İzmir’de ormanlar, tarım arazileri, mera alanları; Rüzgâr Enerji Santralleri (RES), Güneş Enerji Santralleri (GES) ve maden sahaları ile talan ediliyor. Çevre, Şehircilik ve İklim Değişikliği Bakanlığı’nın Çevresel Etki Değerlendirmesi, İzin ve Denetim Genel Müdürlüğü’nün verilerine göre, geçtiğimiz yıl İzmir’de 595 farklı proje için ÇED süreci başladı. Bunlardan 53’ü RES, 110’u GES ve 88’i maden sahası projesi oldu.
Yenigün’den Sıla Arabacıoğlu’nun haberine göre Ocak 2022-Ocak 2023 tarihleri arasında 478 farklı proje için ÇED süreci başlarken Ocak 2023-Ocak 2024 tarihlerinde sayı 595’e yükseldi. 595 projenin 179’una ‘ÇED Gerekli Değil’ kararı verildi. Öte yandan 53 RES projesine 6 ‘ÇED Olumlu’ kararı verilirken 110 GES projesinin 7’sine ‘ÇED Olumlu’ 22’sine ‘ÇED Gerekli Değil’ kararı verildi. Maden sahalarındaki 88 projenin 3’üne ‘ÇED Olumlu’ 17’sine ‘ÇED Gerekli Değil’ kararı çıktı. 1-20 Ocak 2024 tarihlerini kapsayan 33 başvurunun 11’i maden sahaları 1’i RES ve 5’i GES için oldu.
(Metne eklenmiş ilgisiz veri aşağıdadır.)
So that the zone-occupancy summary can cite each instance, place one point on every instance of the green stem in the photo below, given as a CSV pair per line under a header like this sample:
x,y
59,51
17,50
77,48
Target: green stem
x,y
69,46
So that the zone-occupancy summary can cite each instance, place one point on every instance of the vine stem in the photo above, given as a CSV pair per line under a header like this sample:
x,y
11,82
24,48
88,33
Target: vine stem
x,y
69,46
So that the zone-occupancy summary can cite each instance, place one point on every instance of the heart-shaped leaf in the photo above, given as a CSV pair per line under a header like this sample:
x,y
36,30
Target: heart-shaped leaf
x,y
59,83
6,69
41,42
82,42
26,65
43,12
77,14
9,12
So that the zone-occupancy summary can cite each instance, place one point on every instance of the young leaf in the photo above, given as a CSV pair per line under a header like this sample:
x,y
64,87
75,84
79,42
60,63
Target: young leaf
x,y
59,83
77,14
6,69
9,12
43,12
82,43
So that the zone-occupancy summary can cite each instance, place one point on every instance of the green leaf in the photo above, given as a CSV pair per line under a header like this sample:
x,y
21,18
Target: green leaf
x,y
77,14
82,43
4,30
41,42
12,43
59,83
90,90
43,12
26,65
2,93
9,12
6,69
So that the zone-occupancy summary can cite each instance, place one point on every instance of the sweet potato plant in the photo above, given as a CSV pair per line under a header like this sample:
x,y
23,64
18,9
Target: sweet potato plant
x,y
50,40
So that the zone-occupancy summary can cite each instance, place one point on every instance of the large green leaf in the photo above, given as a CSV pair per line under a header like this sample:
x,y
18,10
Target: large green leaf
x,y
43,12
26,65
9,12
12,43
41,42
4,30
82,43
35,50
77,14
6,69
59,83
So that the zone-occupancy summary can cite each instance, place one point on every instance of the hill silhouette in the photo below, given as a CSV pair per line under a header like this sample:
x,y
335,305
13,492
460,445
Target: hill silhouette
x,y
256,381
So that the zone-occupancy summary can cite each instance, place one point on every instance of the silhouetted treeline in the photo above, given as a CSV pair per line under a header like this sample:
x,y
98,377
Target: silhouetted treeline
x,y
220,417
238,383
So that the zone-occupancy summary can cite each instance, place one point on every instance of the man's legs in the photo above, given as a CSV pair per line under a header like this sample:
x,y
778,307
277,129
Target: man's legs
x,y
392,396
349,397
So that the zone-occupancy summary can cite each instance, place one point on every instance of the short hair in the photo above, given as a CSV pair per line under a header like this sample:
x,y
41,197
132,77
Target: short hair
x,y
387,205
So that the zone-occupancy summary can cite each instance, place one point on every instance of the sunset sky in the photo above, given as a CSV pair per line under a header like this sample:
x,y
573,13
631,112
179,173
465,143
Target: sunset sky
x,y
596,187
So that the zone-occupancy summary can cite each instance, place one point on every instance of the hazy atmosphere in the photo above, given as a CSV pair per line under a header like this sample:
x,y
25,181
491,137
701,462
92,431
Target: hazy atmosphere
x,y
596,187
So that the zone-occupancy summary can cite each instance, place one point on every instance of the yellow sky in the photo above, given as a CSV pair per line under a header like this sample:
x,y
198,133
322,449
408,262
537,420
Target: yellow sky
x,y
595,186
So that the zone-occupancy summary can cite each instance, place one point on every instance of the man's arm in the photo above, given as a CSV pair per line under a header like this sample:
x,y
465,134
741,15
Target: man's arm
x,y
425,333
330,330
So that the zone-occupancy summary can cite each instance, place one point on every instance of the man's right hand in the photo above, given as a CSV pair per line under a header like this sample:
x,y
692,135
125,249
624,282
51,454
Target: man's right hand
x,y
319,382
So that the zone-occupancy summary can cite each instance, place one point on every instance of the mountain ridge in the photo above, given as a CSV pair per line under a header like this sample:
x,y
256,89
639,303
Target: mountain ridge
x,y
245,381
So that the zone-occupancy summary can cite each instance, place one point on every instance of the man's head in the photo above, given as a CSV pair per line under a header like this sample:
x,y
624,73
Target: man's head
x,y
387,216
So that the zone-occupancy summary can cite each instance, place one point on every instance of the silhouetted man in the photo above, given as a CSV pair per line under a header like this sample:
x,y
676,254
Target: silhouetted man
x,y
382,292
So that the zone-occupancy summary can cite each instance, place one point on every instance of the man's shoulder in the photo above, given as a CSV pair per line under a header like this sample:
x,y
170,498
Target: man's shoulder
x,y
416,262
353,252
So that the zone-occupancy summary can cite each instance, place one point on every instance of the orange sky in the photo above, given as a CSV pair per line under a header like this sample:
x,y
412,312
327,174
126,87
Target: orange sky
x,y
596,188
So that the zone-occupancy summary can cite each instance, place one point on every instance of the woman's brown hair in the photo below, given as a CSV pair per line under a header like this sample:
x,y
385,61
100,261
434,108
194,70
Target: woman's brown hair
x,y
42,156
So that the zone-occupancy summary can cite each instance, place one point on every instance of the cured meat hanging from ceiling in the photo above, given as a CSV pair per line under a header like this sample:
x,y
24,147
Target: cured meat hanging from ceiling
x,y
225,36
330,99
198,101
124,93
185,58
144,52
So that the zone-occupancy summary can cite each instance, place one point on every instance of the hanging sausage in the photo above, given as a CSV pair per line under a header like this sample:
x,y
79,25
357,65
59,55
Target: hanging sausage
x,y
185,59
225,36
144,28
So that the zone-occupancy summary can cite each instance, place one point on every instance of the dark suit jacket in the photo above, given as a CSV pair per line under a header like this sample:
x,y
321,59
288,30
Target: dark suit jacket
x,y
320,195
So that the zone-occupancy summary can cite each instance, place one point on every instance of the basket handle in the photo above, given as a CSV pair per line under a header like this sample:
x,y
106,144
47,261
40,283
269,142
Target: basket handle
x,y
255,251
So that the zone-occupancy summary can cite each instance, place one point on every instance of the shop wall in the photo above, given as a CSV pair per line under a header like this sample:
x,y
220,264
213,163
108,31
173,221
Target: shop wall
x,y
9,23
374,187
Aliağa ve Bergama öne çıktı
Geçtiğimiz yıl ÇED sürecinin başlaması için bakanlığa en çok Aliağa’dan başvuruldu. 88 ÇED başvurusu yapılan Aliağa’yı 79 başvuru ile Bergama, 57 başvuru ile Torbalı takip etti. İlk üçe giren ilçeler arasında maden sahaları için en çok Bergama’dan başvuruldu. Bergama’daki 88 başvurunun 22’si maden 42’si enerji oldu.
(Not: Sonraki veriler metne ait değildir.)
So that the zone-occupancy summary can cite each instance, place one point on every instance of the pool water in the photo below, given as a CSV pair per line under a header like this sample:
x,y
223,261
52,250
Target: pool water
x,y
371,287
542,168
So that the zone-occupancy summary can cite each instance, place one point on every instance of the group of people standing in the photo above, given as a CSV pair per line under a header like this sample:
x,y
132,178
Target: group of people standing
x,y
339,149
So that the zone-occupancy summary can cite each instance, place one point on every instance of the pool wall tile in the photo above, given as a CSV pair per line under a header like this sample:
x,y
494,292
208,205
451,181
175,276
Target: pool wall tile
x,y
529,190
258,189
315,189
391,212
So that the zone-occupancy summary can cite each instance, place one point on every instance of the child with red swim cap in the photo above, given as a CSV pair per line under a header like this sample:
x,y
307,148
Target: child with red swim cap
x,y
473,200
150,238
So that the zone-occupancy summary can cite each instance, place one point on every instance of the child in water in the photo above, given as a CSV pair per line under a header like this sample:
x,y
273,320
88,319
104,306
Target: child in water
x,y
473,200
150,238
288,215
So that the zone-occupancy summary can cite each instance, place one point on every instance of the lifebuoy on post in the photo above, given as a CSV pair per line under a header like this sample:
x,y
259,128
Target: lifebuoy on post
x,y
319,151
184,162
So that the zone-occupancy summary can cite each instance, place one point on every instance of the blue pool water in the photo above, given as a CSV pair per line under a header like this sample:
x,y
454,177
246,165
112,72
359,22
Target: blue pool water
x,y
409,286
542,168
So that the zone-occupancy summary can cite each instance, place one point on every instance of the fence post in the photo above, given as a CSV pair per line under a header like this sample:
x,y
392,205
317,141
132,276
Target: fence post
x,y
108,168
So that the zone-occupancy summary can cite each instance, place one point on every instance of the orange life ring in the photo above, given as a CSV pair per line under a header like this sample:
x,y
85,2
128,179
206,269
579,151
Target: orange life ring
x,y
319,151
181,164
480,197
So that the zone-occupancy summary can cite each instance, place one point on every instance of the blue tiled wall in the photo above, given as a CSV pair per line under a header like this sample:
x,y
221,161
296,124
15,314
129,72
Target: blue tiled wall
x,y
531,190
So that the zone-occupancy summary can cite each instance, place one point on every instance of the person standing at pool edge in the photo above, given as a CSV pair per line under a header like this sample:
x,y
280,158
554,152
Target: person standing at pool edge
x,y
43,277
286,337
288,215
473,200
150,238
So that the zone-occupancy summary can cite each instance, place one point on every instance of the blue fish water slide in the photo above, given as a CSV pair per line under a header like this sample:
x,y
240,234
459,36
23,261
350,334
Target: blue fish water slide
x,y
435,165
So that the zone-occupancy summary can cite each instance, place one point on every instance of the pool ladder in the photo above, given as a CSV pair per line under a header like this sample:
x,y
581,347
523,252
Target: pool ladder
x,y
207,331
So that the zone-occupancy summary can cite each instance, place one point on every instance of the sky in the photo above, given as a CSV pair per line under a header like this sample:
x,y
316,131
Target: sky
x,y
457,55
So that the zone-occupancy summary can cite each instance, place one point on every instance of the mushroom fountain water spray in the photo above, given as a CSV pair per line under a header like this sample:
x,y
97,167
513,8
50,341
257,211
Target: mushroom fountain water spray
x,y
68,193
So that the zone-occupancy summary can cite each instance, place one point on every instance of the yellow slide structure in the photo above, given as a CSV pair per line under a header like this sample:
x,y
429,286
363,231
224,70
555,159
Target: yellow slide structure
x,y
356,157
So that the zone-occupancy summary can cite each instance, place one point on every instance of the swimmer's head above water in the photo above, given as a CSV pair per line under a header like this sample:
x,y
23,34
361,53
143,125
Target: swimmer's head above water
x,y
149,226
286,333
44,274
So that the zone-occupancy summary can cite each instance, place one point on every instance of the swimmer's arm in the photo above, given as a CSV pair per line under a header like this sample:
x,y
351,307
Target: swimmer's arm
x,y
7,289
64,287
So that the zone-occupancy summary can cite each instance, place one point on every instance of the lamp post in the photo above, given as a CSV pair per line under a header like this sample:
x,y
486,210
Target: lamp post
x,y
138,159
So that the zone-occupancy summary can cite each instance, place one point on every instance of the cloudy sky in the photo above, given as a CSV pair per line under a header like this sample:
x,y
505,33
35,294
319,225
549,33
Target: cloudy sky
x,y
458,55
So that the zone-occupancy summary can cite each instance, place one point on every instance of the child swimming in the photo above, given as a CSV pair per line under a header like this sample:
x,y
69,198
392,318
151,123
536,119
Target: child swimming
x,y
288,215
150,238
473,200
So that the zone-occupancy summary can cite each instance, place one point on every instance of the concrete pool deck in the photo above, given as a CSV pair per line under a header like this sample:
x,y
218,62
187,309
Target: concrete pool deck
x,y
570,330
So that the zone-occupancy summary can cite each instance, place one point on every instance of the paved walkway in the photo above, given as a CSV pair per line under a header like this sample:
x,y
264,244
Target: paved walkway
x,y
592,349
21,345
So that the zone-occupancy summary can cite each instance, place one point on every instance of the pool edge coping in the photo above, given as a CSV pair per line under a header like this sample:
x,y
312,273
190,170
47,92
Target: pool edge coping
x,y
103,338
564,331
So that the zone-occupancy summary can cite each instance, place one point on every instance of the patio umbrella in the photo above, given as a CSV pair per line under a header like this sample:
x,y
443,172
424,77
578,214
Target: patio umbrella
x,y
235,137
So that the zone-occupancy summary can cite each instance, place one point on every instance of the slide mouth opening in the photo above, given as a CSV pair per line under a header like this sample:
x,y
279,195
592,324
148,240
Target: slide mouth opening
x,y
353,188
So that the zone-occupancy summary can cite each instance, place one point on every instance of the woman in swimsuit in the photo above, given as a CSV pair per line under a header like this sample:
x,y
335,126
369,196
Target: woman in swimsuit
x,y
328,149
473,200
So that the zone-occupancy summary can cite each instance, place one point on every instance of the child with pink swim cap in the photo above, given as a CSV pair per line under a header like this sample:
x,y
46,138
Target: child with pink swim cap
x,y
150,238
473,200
Ege Çevre Platformu (EGEÇEP) Sözcüsü Süleyman Eryılmaz, İzmir’in talan edildiğini söyleyerek, “Sadece İzmir’e değil Türkiye’deki her bir ile baksak da durum farklı olmayacaktır. Rakamlar, ekokırımı gösteriyor yani yağma ve talanı. Yaklaşık 20 yıldır, sermaye doğayı rant kaynağı haline getirdi. Artık doğayı talan ederek para kazanmak hedeflendi. Doğa yok olurken içerisinde var olan canlı cansız bütün varlıkları yok ediliyor. Bu kadar çok yağma insanlığın da sonunu getirecek. Bergama özelinde de büyük kütleli taşlar aslında Kozak Yaylası’nın su varlığı deposu. Onları alarak bölgedeki doğayı da yok ediyorlar” dedi.
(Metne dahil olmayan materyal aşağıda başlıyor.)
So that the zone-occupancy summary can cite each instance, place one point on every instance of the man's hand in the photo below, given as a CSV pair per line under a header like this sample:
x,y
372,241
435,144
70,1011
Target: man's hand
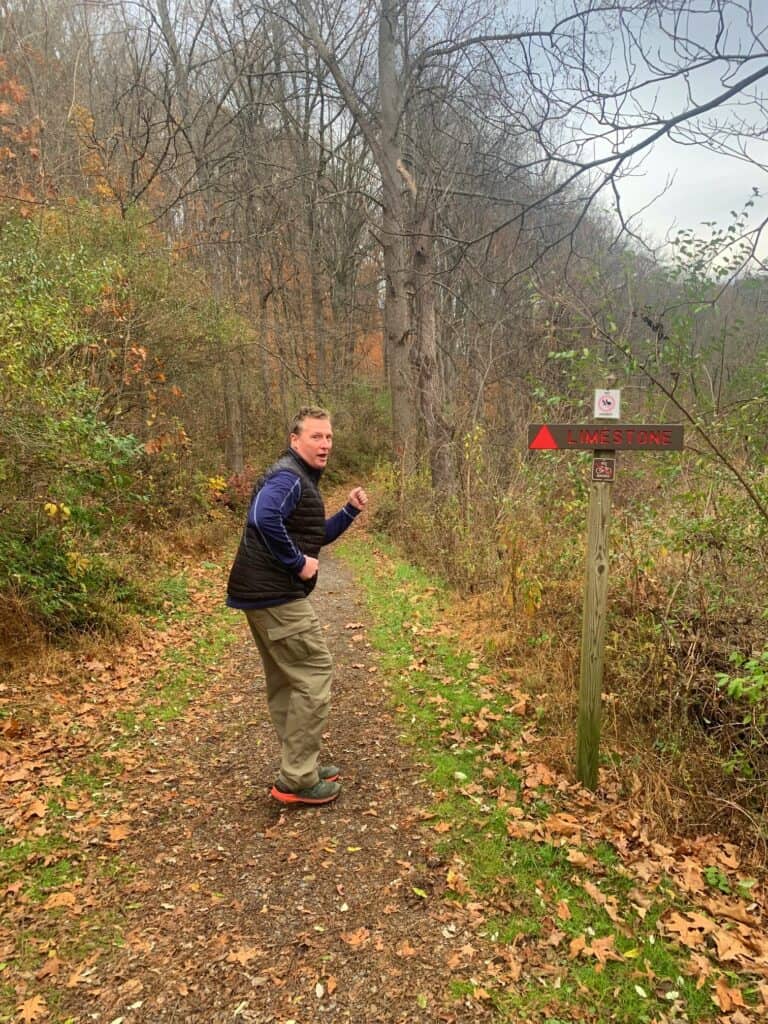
x,y
357,498
309,568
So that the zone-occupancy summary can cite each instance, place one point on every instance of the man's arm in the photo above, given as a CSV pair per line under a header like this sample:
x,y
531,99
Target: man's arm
x,y
271,506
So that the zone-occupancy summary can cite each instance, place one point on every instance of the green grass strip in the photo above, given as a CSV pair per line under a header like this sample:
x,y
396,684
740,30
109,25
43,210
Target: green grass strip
x,y
439,692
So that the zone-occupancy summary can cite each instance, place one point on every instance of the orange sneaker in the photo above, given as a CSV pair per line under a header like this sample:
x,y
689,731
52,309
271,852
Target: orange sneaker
x,y
322,793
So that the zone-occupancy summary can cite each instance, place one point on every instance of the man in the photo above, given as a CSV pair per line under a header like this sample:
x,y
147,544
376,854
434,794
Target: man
x,y
274,571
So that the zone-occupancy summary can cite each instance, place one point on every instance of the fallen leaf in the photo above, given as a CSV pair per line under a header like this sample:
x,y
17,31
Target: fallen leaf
x,y
243,955
33,1009
59,899
356,938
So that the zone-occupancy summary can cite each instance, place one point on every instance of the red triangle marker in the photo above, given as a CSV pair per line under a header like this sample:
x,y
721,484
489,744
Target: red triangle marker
x,y
544,439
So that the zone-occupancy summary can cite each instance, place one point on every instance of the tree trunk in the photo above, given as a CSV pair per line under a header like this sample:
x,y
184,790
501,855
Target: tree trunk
x,y
426,359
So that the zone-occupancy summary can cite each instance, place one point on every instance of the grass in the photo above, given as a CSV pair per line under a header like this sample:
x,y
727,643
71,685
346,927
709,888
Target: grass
x,y
442,694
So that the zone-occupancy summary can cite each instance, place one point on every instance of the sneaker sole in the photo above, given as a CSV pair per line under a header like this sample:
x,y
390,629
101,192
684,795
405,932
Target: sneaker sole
x,y
293,798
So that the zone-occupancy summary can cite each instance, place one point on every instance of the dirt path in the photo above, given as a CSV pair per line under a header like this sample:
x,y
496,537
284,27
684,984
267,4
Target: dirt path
x,y
238,909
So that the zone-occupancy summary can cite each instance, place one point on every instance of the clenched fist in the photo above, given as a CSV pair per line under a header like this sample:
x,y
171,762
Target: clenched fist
x,y
357,498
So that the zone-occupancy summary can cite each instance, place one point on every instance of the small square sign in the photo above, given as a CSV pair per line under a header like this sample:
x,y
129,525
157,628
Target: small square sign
x,y
607,403
603,470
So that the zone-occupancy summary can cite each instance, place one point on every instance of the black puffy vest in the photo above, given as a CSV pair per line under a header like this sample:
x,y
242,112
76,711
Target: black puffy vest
x,y
257,577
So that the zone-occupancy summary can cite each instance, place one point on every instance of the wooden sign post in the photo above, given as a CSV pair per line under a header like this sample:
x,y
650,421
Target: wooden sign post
x,y
604,440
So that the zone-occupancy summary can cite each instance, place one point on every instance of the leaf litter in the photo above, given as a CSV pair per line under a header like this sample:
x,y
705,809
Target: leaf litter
x,y
209,903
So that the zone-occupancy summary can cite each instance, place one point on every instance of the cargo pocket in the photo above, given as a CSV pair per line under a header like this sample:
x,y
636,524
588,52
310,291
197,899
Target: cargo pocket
x,y
299,643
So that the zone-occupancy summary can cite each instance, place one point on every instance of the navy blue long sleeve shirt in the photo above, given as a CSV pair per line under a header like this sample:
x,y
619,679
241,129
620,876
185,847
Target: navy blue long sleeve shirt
x,y
274,503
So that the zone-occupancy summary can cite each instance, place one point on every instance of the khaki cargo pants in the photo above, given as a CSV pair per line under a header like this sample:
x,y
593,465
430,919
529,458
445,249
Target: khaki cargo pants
x,y
297,668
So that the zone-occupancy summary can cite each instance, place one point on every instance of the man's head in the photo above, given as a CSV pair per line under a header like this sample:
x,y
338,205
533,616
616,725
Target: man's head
x,y
311,435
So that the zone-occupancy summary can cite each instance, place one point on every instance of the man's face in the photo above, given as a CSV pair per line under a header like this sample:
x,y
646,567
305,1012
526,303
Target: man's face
x,y
313,442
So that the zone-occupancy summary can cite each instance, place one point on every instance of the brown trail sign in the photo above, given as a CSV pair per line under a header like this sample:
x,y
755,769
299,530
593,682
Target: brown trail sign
x,y
604,439
619,436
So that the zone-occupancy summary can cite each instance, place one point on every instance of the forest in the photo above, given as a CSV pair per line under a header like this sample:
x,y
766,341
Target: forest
x,y
213,212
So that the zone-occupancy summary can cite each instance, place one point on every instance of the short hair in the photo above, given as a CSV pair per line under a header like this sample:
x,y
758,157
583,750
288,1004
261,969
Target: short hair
x,y
307,413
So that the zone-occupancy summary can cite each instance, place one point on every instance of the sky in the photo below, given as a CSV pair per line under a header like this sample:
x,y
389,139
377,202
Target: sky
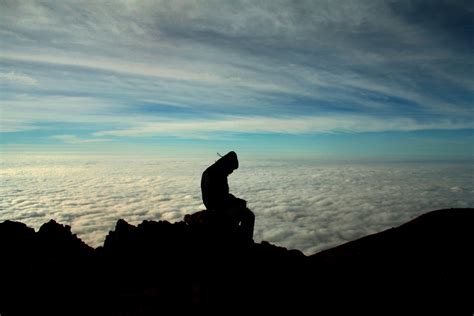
x,y
349,117
328,79
305,205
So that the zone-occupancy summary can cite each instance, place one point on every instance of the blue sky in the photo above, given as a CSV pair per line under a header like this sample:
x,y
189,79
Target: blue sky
x,y
350,79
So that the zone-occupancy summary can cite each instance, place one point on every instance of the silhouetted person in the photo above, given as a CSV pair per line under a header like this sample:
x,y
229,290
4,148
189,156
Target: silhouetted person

“Bu ülkenin geleceğini karartıyorlar”
Bergama Çevre Platformu Sözcüsü Erol Engel, “Özellikle son yıllarda siyasi iktidarın ekonomik olarak ülkeyi çıkmaza sokmasıyla, başarısızlıkları onları yüzlerini doğaya çevirmesini sağladı. Yüzlerini doğaya çevirip, ‘Nasıl ekonomiye kaynak aktarırız?’ noktasında düşünmeye başladılar. Türkiye’de ciddi bir talan varken İzmir ve benim bölgem olan Bergama da bundan ciddi nasibini aldı. Her gün yeni yeni talan haberi alıyoruz. Örneğin Kozak Yaylası’nda gün geçmiyor ki yeni taş ocakları açılmasın… Türkiye’de şirketlerin tamamı gözünü Bergama’ya, Kozak’a dikti. Ciddi bir ekokırım suçu işleniyor. Bu Avrupa ülkelerinde yasalara girdi ama burada… Elbette bunun hesabı bir gün sorulacak ama bir hayli geç olacak. Bu ülkenin geleceğini karartıyorlar” diye konuştu.